Mais à présent, au coeur de la bataille, un violent revers venait de la projeter à quelques mètres. Il releva avec inquiétude la tête, alors qu'elle roulait durement au sol, et ne fut qu'à demi soulagé de la voir se redresser puis revenir en boitillant vers le combat.
Le dernier draconide fut renversé sur le dos et le fer plongea dans la chair tendre du ventre, là où ni écaille ni cuirasse ne protègent la peau claire et fragile.

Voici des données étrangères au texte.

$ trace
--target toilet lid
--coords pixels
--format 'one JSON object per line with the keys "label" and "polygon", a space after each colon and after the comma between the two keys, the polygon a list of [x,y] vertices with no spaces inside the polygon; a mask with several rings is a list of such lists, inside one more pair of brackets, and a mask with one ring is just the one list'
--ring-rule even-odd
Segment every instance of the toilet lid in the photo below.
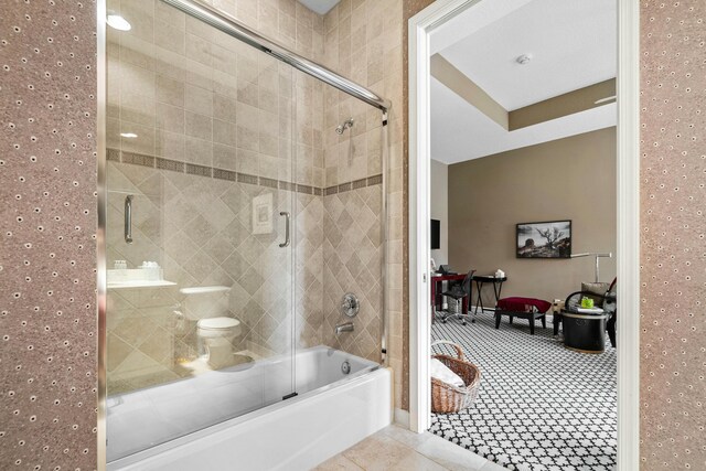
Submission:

La créature siffla, se convulsa, puis s'immobilisa tout à fait.
- Blessée ? s'enquit Semelys en dévisageant Espoir debout près de lui.
- Je crois, oui. Derrière le genou...
- Assieds-toi.
- Si je m'assois, je me relève plus... "
L'installer, un peu plus loin. La verdure et la nuit tout autour, et l'odeur puissante d'Orneval : violette, menthe et pluie.
- Ca pique, grogna Espoir.
- Serre les dents. "
Le temps de retirer le morceau d'armure coincé dans la plaie - et le sang qui inonde à nouveau ses mains. Son sang à elle, plus étourdissant que la meilleure des liqueurs. La lueur blanche, enfin, de la guérison. Qu'il aurait craint chez n'importe qui d'autre ; craint, haï, et fui autant que possible, mais qu'il acceptait désormais chez elle sans même y penser.
- J'ai faim ", dit Espoir en souriant.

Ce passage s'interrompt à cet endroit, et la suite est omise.